George Carlin had his "Seven Words You Can Never Say On Television"
Frank Zappa discussed the concept on "Crossfire" in 1986 (and told his belligerent rival to kiss his ass).
Matt Groening started listing "Forbidden Words" in 1980 - which has kicked off a new form of cultural criticism and even a software app.
Linguists point out that swearing is a universal feature of language:
"Every language, dialect or patois ever studied, living or dead, spoken by millions or by a small tribe, turns out to have its share of forbidden speech."
The BBC applies statistics on offensive words.
A blogger recently posted the stats here.
Excerpt: When I went to meet the editorial policy/legal people at the BBC, the first thing I wanted to know, as you can well imagine, was this: which swear words am I allowed to use?
I was shown a ranked list of rudeness. It was every bit as entertaining as I had hoped, but to my disappointment, there was no possibility of removing this fabulous document from the room.
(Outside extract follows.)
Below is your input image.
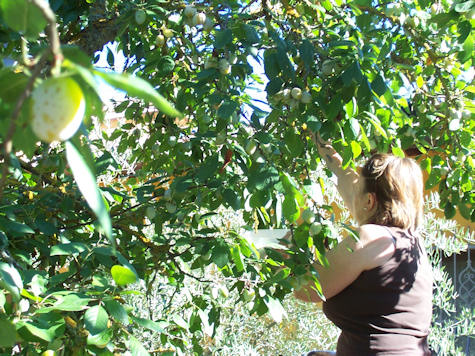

I don’t like to paint too much of a melodramatic picture, but the offending piece of paper was physically removed from my hand (I think they had the idea that I would scan it, post it on my blog, and write an article about it).
Anyway, I mentioned this to someone else from the BBC at a party recently: she sent me a copy this morning, and as you can see, I have indeed scanned it and posted it on my blog. Disappointingly the list turned out to be from a report which is freely available in the public domain here, but that doesn’t stop it being almost as funny as I remember.